Indeed, it has left him with a preternatural maturity. Sequestered from the media most of last year because Paterno doesn't like his freshmen talking to reporters, the Kickoff Classic postgame press conference was Enis's first foray into the glare of the national spotlight, and he handled it with grace and humility. In between the "yessirs" and the "nosirs" with which he starts his sentences, he compulsively gave credit to his teammates and coaches. His only self-indulgence was a big grin upon hearing for the first time how many yards he had gained, thus revealing a mouth full of braces.
But before Enis begins to appear too cuddly, it should be noted his nickname is Transformer, for the way he morphs into an ornery cuss on the football field. "There's no style there, no finesse, he just has a tremendous will to run," says Darrell Russell, USC's preseason All-America defensive tackle. "Obviously he wanted it more than we did. All of them did."

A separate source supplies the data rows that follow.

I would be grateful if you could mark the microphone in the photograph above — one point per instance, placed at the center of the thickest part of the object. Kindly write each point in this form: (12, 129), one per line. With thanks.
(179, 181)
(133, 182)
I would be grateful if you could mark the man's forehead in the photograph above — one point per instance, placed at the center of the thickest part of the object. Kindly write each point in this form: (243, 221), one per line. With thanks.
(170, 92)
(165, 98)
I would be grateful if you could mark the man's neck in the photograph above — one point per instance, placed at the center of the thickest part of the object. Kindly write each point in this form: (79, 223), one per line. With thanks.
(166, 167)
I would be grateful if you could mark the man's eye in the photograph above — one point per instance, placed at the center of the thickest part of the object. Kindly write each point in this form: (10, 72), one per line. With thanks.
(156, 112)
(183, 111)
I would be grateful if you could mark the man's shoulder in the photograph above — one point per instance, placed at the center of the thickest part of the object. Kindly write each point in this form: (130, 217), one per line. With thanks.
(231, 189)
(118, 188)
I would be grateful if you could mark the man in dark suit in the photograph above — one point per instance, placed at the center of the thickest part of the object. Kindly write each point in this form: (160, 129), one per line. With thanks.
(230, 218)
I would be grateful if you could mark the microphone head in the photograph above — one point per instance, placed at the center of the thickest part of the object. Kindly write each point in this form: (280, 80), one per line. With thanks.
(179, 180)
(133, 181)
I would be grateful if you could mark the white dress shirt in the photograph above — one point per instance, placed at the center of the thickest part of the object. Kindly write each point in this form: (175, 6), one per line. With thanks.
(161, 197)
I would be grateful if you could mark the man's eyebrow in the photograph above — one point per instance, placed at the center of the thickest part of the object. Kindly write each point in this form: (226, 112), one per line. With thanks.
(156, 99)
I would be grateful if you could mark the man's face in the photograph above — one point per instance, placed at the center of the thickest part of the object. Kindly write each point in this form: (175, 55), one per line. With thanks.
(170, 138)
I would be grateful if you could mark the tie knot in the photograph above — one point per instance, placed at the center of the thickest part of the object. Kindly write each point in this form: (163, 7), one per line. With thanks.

That has been the subtext of the last three seasons for the Trojans, whose talent earned them a No. 7 ranking in the AP poll going into the Classic. With the loss to the 11th-ranked Nittany Lions, Southern Cal dropped to 7-8-1 against top 25 teams over the past three-plus years. USC has now been virtually eliminated from the national championship picture before the school year's first keg has been tapped. (Classes at Southern Cal weren't to start until Aug. 28.)
It certainly took some guts for the Trojans to travel across the country so early in the year to play a formidable opponent before such a hostile crowd. Of the 77,716 fans at sold-out Giants Stadium in East Rutherford, N.J., maybe three or four weren't rooting for Penn State. "I don't believe in scheduling cupcakes," Robinson said after the game. "We're trying to build a team and establish a foundation for the season, and to do that you need to test yourself. Realistically, there are only three teams that have a shot at the national championship anyway, so any comment about this game costing us our shot is irrelevant."
Robinson might want to consider making it easier on himself, though, especially with the heat he has been taking from USC boosters, for whom an ideal season is to go undefeated, win the national championship and then fire the coach. After last year's 8-2-1 regular season, the Daily Trojan, the USC student newspaper, called for Robinson's head on a platter. (Never mind that the Trojans were 9-13-1 in the two seasons before Robinson returned to the USC job, which he had held with distinction from 1976 through '82.) It has gotten to the point that if Robinson were to suddenly walk on water, the next day's headlines would read, USC COACH CAN'T SWIM. "The expectations never end," Robinson says, wearily.
Penn State is about to find out about expectations. Coming off a season during which the Lions had to scrap for a 9-3 record and with as many as a dozen freshman looking to get significant minutes, they had kept anticipation among their fans within reason. The usual poor-mouthing by Paterno had helped. However, a lot of doubts were eliminated after Sunday's emphatic win. The offensive line came together quicker than expected, and junior wide receiver Joe Jurevicius showed that he can be the playmaker Penn State sorely needs now that Bobby Engram is playing for the Chicago Bears. Richardson was quietly efficient—completing 10 of 18 passes for 102 yards—before leaving with a strained groin, which he pronounced "no big deal" after the game. The defense played with the skill you would expect from a squad with eight starters back, and two newcomers, defensive end Courtney Brown (a true freshman), and linebacker Brandon Short (a redshirt freshman) look like potential stars. Then there was Enis.
He's not quite as brash now as he was back in elementary school, but he does have one prediction. "I'm going to keep running the ball," he says. "Hard."
Penn State foes should consider themselves forewarned. Enis has a way of keeping his word.